For Palestinians, the dynamics of state violence also reflect the Palestinian Authority’s collaboration through security coordination. Albeit spoken of as a concern of the ISM activists who feared the possibility of a raid on their premises, the statement is of significance in relation to the targeting of Palestinians, and the PA’s acquiescence: “Before the Israeli army enters a city, it lets the PA know, so that there are no clashes between the two forces. When you see that there is no PA, you know the Israelis are coming.”
The individual stories of people who the author encountered are a sliver of Palestinian reality that usually remains unaccounted for. It is in the daily routine of Palestinians, which is missing from mainstream coverage, that awareness can be raised about the abnormality of settler-colonial violence. Like other testimonies, Hardigan singles out Hebron as brimming with violations that impede Palestinians from living a normal life. “Several Palestinian children, celebrating Eid, were blowing bubbles in the street.
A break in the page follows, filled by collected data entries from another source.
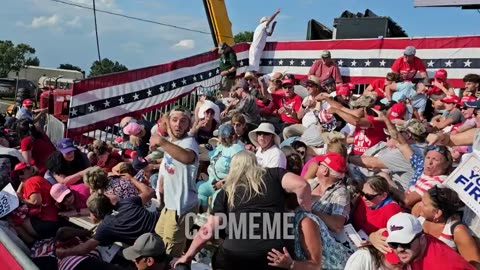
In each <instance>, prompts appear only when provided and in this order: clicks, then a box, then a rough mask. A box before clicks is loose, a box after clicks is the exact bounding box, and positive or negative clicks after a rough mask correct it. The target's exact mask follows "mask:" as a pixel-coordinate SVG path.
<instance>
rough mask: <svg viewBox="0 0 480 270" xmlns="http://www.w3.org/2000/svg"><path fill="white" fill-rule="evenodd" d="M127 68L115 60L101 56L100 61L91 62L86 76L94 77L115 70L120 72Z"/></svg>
mask: <svg viewBox="0 0 480 270" xmlns="http://www.w3.org/2000/svg"><path fill="white" fill-rule="evenodd" d="M127 70H128V68H127V67H126V66H124V65H122V64H120V63H119V62H117V61H115V62H113V61H112V60H110V59H108V58H103V59H102V61H101V62H100V61H98V60H97V61H95V62H93V64H92V66H91V67H90V74H89V75H88V77H89V78H91V77H96V76H100V75H105V74H110V73H116V72H122V71H127Z"/></svg>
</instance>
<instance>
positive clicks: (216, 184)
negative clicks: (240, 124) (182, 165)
mask: <svg viewBox="0 0 480 270" xmlns="http://www.w3.org/2000/svg"><path fill="white" fill-rule="evenodd" d="M234 134H235V133H234V130H233V127H232V126H231V125H229V124H223V125H221V126H220V127H219V128H218V136H219V138H220V143H219V144H218V145H217V147H215V150H214V151H213V154H212V155H211V159H210V165H209V166H208V169H207V171H208V180H207V181H199V182H197V189H198V198H199V200H200V203H201V205H202V206H203V207H205V206H207V204H208V198H209V197H210V196H212V195H214V193H215V190H218V189H220V188H221V187H222V185H223V179H224V178H225V177H226V176H227V175H228V172H229V171H230V161H231V160H232V158H233V157H234V156H235V154H237V153H238V152H241V151H243V150H244V148H243V146H242V145H240V144H238V143H235V139H234ZM212 201H213V200H212Z"/></svg>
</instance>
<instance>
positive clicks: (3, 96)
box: [0, 78, 41, 102]
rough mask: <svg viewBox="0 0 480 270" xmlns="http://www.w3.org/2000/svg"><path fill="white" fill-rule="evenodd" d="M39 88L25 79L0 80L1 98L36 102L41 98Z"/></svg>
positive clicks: (35, 85)
mask: <svg viewBox="0 0 480 270" xmlns="http://www.w3.org/2000/svg"><path fill="white" fill-rule="evenodd" d="M15 94H16V95H15ZM40 94H41V93H40V91H39V90H38V87H37V86H36V85H35V83H33V82H32V81H29V80H25V79H18V83H17V79H10V78H3V79H0V98H15V97H16V96H17V97H18V98H19V99H21V100H23V99H26V98H30V99H32V100H34V101H35V102H36V101H37V100H38V98H39V96H40Z"/></svg>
This offended local settlers, a scuffle ensued, and once again the Palestinians were taken away.”
Book Review: Palestine in Black and White
Misplaced power is a recurring theme in the book; it illustrates the different forms of violence inflicted upon Palestinians. Hardigan describes the repercussions of price tag attacks, the damage to Palestinian land in attempts to displace Palestinians by force and the violent psychology behind the more notorious cases, such as the murder of Palestinian teen Mohamed Abu Khdeir in 2014.
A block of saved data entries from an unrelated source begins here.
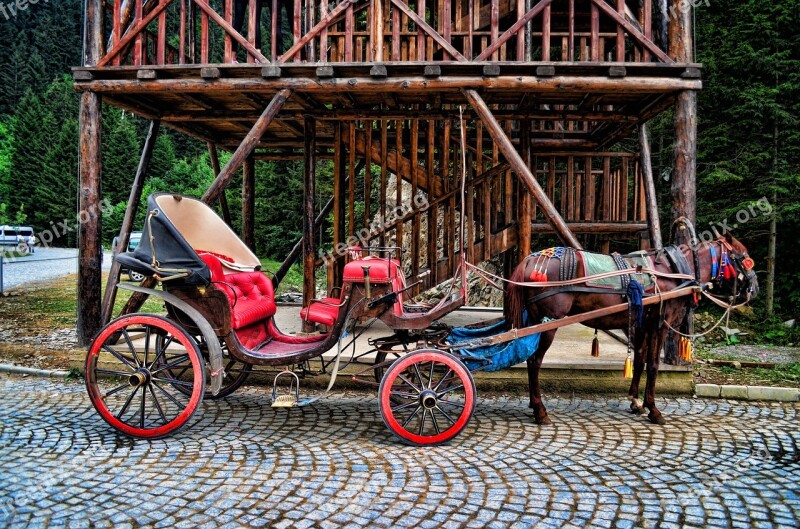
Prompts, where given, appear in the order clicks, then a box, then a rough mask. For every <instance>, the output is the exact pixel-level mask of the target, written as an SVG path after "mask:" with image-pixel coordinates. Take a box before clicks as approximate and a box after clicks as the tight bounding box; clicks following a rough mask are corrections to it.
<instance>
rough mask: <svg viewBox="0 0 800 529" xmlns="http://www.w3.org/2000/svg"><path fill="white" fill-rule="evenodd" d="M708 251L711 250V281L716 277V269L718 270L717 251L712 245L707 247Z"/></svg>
mask: <svg viewBox="0 0 800 529" xmlns="http://www.w3.org/2000/svg"><path fill="white" fill-rule="evenodd" d="M709 249H710V250H711V279H715V278H716V277H717V269H718V268H719V263H718V262H717V250H716V249H715V248H714V244H713V243H712V244H711V245H710V246H709Z"/></svg>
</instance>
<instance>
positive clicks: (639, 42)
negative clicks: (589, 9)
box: [592, 0, 691, 64]
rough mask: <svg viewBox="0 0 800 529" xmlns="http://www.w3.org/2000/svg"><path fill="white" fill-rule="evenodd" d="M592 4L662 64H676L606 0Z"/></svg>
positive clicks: (651, 41) (686, 61)
mask: <svg viewBox="0 0 800 529" xmlns="http://www.w3.org/2000/svg"><path fill="white" fill-rule="evenodd" d="M592 3H593V4H594V5H596V6H597V7H598V8H600V10H601V11H602V12H603V13H605V14H606V15H608V16H609V17H611V18H612V19H613V20H614V22H616V23H617V24H618V25H619V26H622V27H623V28H624V29H625V31H627V32H628V33H630V35H631V37H633V39H634V40H635V41H636V42H637V43H639V45H640V46H642V47H643V48H644V49H646V50H648V51H649V52H650V53H652V54H653V55H655V56H656V57H658V58H659V59H660V60H661V62H663V63H666V64H672V63H674V62H675V61H673V60H672V59H671V58H670V57H669V56H668V55H667V54H666V53H664V52H663V51H662V50H661V48H659V47H658V46H656V45H655V44H654V43H653V41H652V40H650V39H648V38H647V37H645V36H644V35H643V34H642V32H641V31H639V30H638V29H637V28H636V27H635V26H634V25H633V24H631V23H630V22H628V21H627V20H626V19H625V15H624V14H623V15H620V14H619V13H617V11H615V10H614V8H613V7H611V6H610V5H608V4H607V3H606V1H605V0H592ZM679 11H680V10H679ZM686 62H691V61H686Z"/></svg>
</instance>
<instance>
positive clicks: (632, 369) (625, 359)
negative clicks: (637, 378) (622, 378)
mask: <svg viewBox="0 0 800 529" xmlns="http://www.w3.org/2000/svg"><path fill="white" fill-rule="evenodd" d="M622 377H623V378H633V360H631V357H630V356H629V357H628V358H626V359H625V367H624V368H622Z"/></svg>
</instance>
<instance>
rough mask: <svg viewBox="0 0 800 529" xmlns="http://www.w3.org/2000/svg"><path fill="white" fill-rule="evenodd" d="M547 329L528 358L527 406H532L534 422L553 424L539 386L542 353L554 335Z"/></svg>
mask: <svg viewBox="0 0 800 529" xmlns="http://www.w3.org/2000/svg"><path fill="white" fill-rule="evenodd" d="M557 330H558V329H553V330H552V331H547V332H545V333H542V335H541V337H540V338H539V348H538V349H537V350H536V354H535V355H533V356H532V357H531V358H529V359H528V389H529V391H530V397H531V401H530V404H529V407H531V408H533V418H534V420H535V421H536V424H553V423H552V421H551V420H550V417H548V416H547V410H546V409H545V407H544V403H543V402H542V390H541V387H540V386H539V371H540V370H541V367H542V360H544V354H545V353H546V352H547V350H548V349H549V348H550V346H551V345H552V344H553V338H555V336H556V331H557Z"/></svg>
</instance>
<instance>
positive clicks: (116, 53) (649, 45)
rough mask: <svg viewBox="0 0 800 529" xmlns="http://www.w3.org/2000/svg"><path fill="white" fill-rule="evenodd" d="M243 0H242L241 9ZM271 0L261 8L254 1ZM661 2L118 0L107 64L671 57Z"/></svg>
mask: <svg viewBox="0 0 800 529" xmlns="http://www.w3.org/2000/svg"><path fill="white" fill-rule="evenodd" d="M238 1H241V2H244V3H243V4H241V7H242V8H245V9H243V12H244V14H243V15H242V16H241V17H239V20H236V18H237V17H236V16H235V13H234V10H235V5H234V4H235V3H236V2H238ZM262 3H263V5H264V6H265V7H264V9H263V11H264V12H263V13H261V16H260V17H259V16H257V15H258V13H257V6H258V5H260V4H262ZM654 3H655V2H653V1H652V0H642V1H641V2H638V1H637V2H628V3H626V1H625V0H533V1H531V0H527V1H526V0H340V1H336V0H262V2H257V1H256V0H113V4H112V5H111V8H110V9H109V11H110V16H111V17H112V23H111V24H109V25H108V27H109V28H110V34H109V35H107V38H106V39H105V40H104V44H105V45H106V47H107V50H108V51H107V53H106V54H105V55H104V56H103V57H102V59H101V60H100V61H99V63H98V66H114V65H123V64H132V65H164V64H209V63H231V62H234V61H237V60H243V61H244V60H246V61H247V62H251V63H253V62H260V63H268V62H272V63H286V62H312V63H326V62H329V63H339V62H389V61H428V62H431V61H512V62H536V61H544V62H550V61H554V62H575V61H584V62H653V61H655V62H662V63H670V62H672V60H671V59H670V58H669V57H668V56H667V54H666V53H665V52H664V51H663V50H662V49H661V48H660V47H659V46H657V45H656V44H655V43H654V41H653V34H654V31H653V9H654V6H653V4H654ZM267 13H268V14H269V16H268V17H267V16H266V14H267ZM290 13H291V16H289V15H290ZM259 24H260V25H261V28H263V31H261V32H260V31H259V27H258V25H259ZM237 25H238V26H239V27H238V30H237V28H236V27H235V26H237ZM280 28H284V30H285V31H284V32H281V31H280ZM259 33H263V35H260V36H261V37H262V38H261V39H260V40H261V41H260V42H259V39H258V37H259ZM284 33H285V34H284ZM281 36H283V39H281V38H280V37H281ZM279 40H283V42H278V41H279ZM237 48H238V53H237Z"/></svg>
During protests, Hardigan observes the same dynamics of misplaced power within the context of Palestinian resistance. “I knew the protest was not about inflicting damage on the army,” he says of a demonstration in Kufr Quddum. “It was about letting everybody know that the villagers were not going to go away.”
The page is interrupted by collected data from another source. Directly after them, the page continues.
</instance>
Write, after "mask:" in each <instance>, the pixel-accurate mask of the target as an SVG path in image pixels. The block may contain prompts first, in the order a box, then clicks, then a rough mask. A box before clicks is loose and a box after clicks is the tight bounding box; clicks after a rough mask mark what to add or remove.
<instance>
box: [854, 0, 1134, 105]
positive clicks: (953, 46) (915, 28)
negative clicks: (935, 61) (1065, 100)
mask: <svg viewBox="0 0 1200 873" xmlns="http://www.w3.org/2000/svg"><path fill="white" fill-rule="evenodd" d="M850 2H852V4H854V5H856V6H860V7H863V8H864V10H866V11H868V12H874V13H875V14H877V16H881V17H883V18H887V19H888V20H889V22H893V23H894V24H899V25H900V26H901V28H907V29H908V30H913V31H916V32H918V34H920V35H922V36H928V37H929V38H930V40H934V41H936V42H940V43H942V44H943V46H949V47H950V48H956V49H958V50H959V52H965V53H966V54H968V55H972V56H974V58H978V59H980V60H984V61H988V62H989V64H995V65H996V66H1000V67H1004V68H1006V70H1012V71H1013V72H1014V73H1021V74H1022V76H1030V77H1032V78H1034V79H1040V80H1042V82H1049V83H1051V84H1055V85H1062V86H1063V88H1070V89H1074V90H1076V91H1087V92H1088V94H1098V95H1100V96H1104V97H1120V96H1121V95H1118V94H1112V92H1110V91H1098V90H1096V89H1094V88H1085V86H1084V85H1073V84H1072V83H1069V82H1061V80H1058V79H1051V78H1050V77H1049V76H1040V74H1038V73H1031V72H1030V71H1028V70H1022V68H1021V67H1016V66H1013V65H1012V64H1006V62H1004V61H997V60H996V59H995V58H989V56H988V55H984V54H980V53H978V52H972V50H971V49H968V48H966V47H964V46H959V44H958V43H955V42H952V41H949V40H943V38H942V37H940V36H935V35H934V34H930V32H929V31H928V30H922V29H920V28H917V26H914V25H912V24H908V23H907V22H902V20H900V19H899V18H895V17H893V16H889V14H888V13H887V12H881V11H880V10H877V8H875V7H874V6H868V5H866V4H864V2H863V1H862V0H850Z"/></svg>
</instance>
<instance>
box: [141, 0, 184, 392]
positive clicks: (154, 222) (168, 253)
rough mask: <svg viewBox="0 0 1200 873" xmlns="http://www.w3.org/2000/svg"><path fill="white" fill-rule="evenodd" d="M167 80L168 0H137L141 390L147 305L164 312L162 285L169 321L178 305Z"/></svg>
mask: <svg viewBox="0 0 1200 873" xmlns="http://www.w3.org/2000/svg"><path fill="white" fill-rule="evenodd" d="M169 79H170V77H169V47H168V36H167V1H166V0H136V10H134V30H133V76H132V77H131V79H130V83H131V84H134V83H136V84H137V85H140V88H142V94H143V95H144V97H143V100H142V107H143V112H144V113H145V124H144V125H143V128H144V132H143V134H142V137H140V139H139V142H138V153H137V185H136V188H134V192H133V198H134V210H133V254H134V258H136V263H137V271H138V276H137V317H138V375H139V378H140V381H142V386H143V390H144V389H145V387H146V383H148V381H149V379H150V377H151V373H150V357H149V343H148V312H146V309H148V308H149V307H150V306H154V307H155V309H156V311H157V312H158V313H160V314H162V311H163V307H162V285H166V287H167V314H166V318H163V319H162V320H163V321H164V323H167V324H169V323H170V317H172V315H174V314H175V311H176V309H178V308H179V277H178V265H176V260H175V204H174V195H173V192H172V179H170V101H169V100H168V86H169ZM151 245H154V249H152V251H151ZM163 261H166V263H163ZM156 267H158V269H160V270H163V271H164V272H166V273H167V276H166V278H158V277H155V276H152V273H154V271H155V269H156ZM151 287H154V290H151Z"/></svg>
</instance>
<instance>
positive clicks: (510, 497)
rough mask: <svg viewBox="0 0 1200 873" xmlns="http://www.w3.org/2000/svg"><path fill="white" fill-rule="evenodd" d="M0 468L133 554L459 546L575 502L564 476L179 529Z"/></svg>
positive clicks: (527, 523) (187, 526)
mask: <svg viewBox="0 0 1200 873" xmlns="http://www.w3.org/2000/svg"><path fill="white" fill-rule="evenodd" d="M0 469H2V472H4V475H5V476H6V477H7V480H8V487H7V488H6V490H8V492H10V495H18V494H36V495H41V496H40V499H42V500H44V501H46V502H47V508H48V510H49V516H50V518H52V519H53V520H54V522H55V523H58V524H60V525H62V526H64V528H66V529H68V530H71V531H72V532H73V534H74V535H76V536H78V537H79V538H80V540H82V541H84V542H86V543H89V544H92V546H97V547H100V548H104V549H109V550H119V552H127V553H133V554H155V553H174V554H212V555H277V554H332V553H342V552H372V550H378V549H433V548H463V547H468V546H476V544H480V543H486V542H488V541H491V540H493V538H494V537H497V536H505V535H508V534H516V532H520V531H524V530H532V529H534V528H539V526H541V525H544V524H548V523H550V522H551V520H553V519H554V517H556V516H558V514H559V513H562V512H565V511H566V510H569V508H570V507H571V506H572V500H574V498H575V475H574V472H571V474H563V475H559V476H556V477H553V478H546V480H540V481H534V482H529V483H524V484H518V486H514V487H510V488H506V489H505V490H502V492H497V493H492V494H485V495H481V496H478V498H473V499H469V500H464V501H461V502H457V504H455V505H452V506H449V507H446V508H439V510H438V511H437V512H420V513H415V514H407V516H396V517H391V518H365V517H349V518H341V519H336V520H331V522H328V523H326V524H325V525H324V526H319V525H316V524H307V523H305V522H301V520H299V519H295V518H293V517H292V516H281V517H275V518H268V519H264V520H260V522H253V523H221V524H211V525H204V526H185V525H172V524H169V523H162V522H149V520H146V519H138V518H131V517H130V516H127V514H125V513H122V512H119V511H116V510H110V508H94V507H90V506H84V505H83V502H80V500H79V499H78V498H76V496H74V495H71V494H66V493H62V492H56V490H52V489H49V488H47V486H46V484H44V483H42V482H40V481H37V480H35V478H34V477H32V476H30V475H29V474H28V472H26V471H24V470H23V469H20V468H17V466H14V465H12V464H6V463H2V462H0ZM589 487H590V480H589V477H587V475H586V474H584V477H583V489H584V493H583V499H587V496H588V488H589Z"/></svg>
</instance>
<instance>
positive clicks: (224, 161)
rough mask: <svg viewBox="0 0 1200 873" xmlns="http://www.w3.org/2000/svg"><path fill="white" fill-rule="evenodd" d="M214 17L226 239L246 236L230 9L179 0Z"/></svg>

Hardigan’s book reads like a perpetual laceration. It is when one realises that there is a multitude of narratives within Palestine, many of which remain silenced, that other concerns surface. The activist perspective, which is juxtaposed skilfully against the cause, is, by the end of the book, dissected and analysed. It is a mark of the author’s candid reflections that he states, “A part of me felt dishonest for telling Palestinians that their search for fairness would be aided by my publicising their experiences.” The acknowledgement of such limitations, emphasised throughout the book, makes Hardigan’s contribution to the Palestinian cause of particular importance. It is an admission that requires some navigation of the fine line between hope and desolation, awareness and isolation. If such a sentiment were to be reciprocated, activism for Palestine would have the potential to ease itself into its rightful role, working alongside Palestinians without wilful or unintentional pretences.